I would like to combine several lists, each lists should be preserved up to a permutation.
Here is an example:
I would like to combine these lists
[[0, 7], [2, 4], [0, 1, 7], [0, 1, 4, 7]]
The output I would like to obtain is e.g. this list
[2, 4, 0, 7, 1]
Or as Sembei Norimaki phrased the task:
the result must be a list of unique elements formed by concatenating permutations of the initial lists.
The solution is not unique, and it could be that there is not always a solution possible
Third time lucky.

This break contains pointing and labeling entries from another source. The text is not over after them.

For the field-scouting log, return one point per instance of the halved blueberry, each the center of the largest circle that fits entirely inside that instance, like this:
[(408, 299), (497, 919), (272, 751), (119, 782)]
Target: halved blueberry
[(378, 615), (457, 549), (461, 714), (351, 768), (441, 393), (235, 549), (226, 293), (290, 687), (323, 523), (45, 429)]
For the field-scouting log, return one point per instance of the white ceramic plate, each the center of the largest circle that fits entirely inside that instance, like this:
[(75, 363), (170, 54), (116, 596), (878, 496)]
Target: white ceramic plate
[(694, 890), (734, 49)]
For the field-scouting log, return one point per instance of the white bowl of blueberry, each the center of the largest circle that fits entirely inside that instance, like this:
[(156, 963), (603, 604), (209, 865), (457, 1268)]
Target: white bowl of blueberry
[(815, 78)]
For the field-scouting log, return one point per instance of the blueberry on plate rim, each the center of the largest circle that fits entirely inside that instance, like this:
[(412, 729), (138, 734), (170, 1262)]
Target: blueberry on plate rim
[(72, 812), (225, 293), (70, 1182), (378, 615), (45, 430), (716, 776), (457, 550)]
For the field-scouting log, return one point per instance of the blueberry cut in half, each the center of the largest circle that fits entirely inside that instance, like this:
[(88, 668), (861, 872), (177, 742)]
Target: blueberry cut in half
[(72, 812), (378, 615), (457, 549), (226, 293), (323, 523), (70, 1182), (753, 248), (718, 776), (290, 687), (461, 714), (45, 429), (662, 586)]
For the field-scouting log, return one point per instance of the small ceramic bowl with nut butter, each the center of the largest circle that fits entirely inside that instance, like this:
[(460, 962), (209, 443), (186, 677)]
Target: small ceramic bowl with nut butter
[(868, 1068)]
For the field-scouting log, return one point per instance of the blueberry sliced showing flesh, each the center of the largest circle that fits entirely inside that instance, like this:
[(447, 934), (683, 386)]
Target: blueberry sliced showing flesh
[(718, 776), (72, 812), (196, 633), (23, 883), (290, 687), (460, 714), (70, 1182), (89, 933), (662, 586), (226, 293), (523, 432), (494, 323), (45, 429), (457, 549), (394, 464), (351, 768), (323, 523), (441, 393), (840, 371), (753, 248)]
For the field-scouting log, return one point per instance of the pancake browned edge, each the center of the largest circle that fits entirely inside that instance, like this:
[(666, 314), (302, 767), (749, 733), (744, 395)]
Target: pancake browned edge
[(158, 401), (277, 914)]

This is a bit cheesy - it checks every permutation of the source list elements to see which ones are valid:
from itertools import permutations
def check_sublist(sublist, candidate):
# a permutation of sublist must exist within the candidate list
sublist = set(sublist)
# check each len(sublist) portion of candidate
for i in range(1 + len(candidate) - len(sublist)):
if sublist == set(candidate[i : i + len(sublist)]):
return True
return False
def check_list(input_list, candidate):
for sublist in input_list:
if not check_sublist(sublist, candidate):
return False
return True
def find_candidate(input_list):
# flatten input_list and make set of unique values
values = {x for sublist in input_list for x in sublist}
for per in permutations(values):
if check_list(input_list, per):
print(per)
find_candidate([[0, 7], [2, 4], [0, 1, 7], [0, 1, 4, 7]])
# (0, 7, 1, 4, 2)
# (1, 0, 7, 4, 2)
# (1, 7, 0, 4, 2)
# (2, 4, 0, 7, 1)
# (2, 4, 1, 0, 7)
# (2, 4, 1, 7, 0)
# (2, 4, 7, 0, 1)
# (7, 0, 1, 4, 2)
You'd definitely do better applying a knowledge of graph theory and using a graphing library, but that's beyond my wheelhouse at present!